Holtz gulped, “Erin say something.”
Erin stilled. Holtz leaned back to look at her face, which is when Erin kissed her.
And it was everything.
She was everything.
They were as soft as Holtz had imagined. Erin’s movements were small and calculated, as if she wasn’t sure how far to take this. Holtz closed her eyes at the onslaught of sensation. She could smell Erin this close; of her dry shampoo and an almost clinical smell of lemon.
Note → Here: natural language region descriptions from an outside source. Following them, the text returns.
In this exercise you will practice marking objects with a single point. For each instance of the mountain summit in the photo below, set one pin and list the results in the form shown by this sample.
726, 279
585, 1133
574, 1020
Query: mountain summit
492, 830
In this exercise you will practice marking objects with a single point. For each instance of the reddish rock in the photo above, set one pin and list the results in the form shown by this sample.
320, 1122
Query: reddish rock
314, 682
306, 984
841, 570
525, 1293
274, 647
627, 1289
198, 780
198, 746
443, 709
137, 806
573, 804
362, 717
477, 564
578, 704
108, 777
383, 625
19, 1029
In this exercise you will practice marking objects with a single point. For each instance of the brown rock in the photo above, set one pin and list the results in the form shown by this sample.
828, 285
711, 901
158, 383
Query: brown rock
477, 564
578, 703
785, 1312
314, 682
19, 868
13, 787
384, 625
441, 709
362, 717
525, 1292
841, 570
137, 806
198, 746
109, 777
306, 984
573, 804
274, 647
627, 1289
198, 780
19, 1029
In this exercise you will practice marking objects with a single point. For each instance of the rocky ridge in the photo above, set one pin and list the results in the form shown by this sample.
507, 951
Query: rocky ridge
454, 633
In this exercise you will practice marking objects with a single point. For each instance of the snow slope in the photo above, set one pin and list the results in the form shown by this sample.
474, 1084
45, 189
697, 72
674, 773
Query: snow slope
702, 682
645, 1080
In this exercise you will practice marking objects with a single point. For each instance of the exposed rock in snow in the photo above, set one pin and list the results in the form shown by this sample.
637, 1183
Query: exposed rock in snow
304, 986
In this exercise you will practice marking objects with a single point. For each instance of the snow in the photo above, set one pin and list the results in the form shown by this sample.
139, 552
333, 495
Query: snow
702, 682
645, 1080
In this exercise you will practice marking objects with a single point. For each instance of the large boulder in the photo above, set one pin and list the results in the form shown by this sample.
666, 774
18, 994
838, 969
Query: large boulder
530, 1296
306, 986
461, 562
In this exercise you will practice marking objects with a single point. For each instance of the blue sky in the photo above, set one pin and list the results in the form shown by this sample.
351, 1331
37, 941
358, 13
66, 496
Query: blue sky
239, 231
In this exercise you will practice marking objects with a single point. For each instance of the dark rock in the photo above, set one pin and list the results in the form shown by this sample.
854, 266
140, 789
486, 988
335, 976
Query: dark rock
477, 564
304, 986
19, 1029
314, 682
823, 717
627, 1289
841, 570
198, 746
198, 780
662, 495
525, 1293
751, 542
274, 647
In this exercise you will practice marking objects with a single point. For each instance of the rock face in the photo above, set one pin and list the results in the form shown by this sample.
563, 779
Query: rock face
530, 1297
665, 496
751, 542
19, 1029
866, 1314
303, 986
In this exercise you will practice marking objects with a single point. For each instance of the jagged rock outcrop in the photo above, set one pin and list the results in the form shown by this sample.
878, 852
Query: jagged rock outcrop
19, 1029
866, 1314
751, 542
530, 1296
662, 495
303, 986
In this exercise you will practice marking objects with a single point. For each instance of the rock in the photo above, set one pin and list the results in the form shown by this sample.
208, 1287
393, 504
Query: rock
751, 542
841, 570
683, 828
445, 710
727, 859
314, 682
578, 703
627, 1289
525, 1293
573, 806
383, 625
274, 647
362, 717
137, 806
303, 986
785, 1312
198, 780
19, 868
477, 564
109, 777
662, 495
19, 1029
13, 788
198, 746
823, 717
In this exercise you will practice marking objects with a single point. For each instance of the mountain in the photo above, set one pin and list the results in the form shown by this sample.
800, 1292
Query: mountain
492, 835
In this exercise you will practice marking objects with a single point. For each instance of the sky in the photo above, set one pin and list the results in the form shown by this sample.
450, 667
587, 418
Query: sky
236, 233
It made her head spin in the best kind of way.
Erin pulled away first and whispered through a tearful grin, “Holtz, please. Wake up.”
“What’s that supposed to mean?” Holtz asked with a chuckle.
When she opened her eyes, there was no one there to answer.
Holtz blinked, then quickly returned to her desk; tears pricked at her eyes, but she continued on in silence. Had there ever even been music?
It was morning before she was interrupted again. Slow and deliberate footsteps sounded up the stairs and approached her from behind. Holtz turned expectantly, but her eyes dropped when she spotted it was Patty.
Patty sighed, “C’mon man, go home. You haven’t slept since the Mercado. We did our best. There’s nothing else we can do.”
“I can fix this! I can get to them! They can’t just be gone! I just need to finish this!” Holtz snapped.
Patty said nothing, just pulled her into a hug. Holtz struggled for a moment before she didn’t have the strength to and gave in. Neither could hold back the tears.
Holtz choked, “Patty, they’re gone. I couldn’t stop them. The line was in my hand. And then it just ended. It just-”
Holtz let out a sob.
“It just snapped. And I just stood there and did nothing.”
“It’s not your fault. It’s not anyone’s fault,” Patty assured.
Holtz pulled back to look Patty in the eyes, “Then why does it feel like my fault? Abby’s my best friend and Erin… I never even got to tell her. She deserved to know! She deserved the world! Both of them did! I didn’t get to tell them how important they are…”
Patty’s eyes were soft and sympathetic as she spoke, “Baby, go home.”
Holtz laughed, dry and bitter and broken, “I don’t think I have one of those anymore.”
She pulled away and returned to her frantic work. She didn’t notice Patty leave.